In North Carolina, where cases almost 20 percent Over the past two weeks, UNC Health has been struggling to meet the growing demand from patients for monoclonal antibody treatments.
Hospitals are still providing antibody treatment for those taking medications that may interact negatively with the simpler therapeutic agent, Paxlovid.. Unlike Paxlovid, a tablet that can be taken anywhere, monoclonal antibodies are administered by infusion, which is a time-consuming process that requires careful infection control to treat patients in infusion centers that also treat immunocompromised people.
For this to work, the hospital has to borrow staff from other departments, Wohl says.
“We have to rob Peter to pay Paul,” he said. “If you have people working in an infusion center doing this, what was their day job like before Covid? Some of them worked in intensive care. Some of them worked in the operating room. You just can’t take people away from these other important features and have them always work elsewhere.”
Next door in South Carolina, staffing shortages at the Medical University of South Carolina have already prompted the hospital to stop testing all inpatients for Covid-19, as it did earlier during the pandemic.
The facility received money from Congress through the March 2020 Covid-19 Relief Act to ramp up its testing capacity with new equipment and staff.
Now that money began to dry up, and Hirschhorn had to cut shifts and staff. Her laboratory, one of a chain of hospitals, had 44 full-time and part-time employees at the peak of the pandemic, and today only 10 full-time employees. His Covid-19 testing capacity has dropped from about 3,500 a day to 1,500.
The decision to stop routine testing for Covid helped prevent the lab from being overwhelmed. even though the number of people hospitalized with Covid has risen 34 percent in South Carolina in the last two weeks. But Hirshhorn said she’s uncomfortable knowing she no longer has the resources to return if she needs to.
“We’re all trying to figure out what our lab looks like right now and what we can do to help ourselves prepare for the next surge, knowing we won’t have the same staff as during other surges,” she said. . “We’re flying blind.”
This concern is widespread in hospitals, where the pandemic has exacerbated the shortages that preceded it.
“Medical lab technicians are unhappy right now,” said Susan Harrington, a microbiologist at the Cleveland Clinic and chairman of the American Society of Clinical Pathology’s laboratory manpower steering committee. “They work too hard and they’ve worked too hard for too long.”
“How did it end?” she asked. “I really don’t quite know the answer.”

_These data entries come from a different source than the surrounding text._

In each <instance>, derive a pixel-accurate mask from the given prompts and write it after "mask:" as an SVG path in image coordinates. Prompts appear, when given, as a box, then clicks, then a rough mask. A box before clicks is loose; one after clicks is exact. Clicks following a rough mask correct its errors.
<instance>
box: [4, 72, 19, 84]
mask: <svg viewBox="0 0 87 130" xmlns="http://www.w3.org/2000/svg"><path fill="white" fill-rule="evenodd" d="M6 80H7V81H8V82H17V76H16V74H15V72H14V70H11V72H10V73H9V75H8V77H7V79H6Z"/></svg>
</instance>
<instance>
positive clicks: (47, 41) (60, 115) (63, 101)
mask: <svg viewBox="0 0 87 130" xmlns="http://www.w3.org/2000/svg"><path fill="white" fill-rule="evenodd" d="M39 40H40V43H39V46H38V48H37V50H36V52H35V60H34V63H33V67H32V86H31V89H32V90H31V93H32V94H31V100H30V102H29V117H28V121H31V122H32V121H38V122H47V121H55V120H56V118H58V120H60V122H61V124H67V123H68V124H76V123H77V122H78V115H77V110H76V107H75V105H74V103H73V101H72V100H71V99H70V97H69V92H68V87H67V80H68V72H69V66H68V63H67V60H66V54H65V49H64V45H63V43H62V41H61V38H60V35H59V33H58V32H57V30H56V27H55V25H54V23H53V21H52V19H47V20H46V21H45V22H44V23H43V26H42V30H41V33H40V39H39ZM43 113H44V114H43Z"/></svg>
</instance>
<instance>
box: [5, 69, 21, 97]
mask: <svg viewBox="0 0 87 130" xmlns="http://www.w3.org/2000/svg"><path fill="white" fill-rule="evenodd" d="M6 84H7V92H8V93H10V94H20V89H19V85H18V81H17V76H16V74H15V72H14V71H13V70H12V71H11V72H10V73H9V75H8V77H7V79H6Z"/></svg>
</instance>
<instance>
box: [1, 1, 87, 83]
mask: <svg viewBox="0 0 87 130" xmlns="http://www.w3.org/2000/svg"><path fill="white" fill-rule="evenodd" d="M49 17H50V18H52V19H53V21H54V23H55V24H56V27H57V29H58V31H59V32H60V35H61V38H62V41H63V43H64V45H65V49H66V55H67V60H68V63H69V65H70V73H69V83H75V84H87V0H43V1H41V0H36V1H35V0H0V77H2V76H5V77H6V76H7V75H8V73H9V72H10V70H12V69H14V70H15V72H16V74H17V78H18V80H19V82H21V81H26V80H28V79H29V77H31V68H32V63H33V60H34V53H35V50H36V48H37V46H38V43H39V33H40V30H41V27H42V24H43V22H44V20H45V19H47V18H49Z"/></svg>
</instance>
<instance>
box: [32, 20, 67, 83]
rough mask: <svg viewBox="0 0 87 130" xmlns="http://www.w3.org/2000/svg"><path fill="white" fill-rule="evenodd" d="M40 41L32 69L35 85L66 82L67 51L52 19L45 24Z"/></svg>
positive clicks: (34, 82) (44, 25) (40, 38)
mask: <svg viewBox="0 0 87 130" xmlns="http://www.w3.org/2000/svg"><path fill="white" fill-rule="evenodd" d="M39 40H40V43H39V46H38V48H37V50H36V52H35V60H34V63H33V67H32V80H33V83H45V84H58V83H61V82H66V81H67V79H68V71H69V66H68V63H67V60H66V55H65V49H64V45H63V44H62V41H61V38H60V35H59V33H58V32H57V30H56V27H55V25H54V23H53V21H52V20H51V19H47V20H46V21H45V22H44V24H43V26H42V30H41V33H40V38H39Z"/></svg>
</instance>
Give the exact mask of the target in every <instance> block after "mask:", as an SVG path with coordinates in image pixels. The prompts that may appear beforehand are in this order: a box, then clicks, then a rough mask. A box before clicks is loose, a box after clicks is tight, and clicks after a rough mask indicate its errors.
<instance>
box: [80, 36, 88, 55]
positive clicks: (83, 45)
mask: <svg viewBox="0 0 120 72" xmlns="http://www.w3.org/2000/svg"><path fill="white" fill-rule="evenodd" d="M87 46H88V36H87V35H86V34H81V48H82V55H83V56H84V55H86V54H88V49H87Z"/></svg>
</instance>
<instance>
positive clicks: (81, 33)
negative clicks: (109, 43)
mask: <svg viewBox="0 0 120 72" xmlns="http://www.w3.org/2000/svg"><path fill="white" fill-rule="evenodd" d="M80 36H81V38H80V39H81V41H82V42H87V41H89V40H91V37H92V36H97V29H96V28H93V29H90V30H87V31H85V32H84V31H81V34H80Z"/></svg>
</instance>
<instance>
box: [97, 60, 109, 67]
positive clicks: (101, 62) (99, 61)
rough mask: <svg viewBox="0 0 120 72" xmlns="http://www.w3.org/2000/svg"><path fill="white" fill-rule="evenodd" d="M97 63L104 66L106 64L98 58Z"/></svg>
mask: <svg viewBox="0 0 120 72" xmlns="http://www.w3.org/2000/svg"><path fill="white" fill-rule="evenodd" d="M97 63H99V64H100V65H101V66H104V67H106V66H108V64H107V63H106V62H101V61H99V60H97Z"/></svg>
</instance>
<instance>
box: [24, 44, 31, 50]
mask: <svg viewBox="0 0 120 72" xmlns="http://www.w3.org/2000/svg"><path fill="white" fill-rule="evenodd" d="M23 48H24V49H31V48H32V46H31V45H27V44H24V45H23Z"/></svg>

While hospital labs are generally much better prepared to handle this wave of cases than they were in 2020, Jonathan Miles said, the Medical University of South Carolina is not alone in ending testing all inpatients for Covid-19 due to staffing shortages. Chairman of the College of American Pathologists Board of Public and Professional Affairs.
The lack of local testing options poses a great danger to patients and society, especially in rural facilities operating in economically disadvantaged areas, he said. “They are working on a tight budget,” he said. “If you limit testing to rural areas, you are exacerbating disparities in care.”

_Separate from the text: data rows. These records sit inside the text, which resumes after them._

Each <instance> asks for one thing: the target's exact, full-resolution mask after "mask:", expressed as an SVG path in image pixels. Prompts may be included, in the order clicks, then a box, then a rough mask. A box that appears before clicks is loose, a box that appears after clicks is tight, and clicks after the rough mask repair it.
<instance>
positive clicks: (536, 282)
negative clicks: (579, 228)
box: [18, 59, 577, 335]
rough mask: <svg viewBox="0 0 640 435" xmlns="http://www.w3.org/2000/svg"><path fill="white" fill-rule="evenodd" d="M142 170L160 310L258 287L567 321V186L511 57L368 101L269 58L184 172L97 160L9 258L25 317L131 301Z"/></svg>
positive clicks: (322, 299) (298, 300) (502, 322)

Large urban hospitals can better handle times of high transmission, but as more staff call in sick and more patients test positive, they too are under pressure.
“People are getting infected with Covid right and left,” said Anish Mahajan, CEO and chief medical officer of the facility.
So far, the hospital has dealt with this spike in cases by increasing waiting times in the emergency department due to staffing shortages and increasing patient numbers, he said. The hospital may have to re-prioritize emergency cases if the situation worsens.
The only real way to end the uncertainty, he said, is to stop the virus through vaccination and taking measures to stop it from spreading, such as re-wearing masks when transmission is high.
“The more the virus is transmitted in our world, the more likely we are to see a generation of future variants,” Mahajan said. “Perhaps this option does not lead to the fact that many people end up sick in the hospital. But we don’t know what the next options might do.”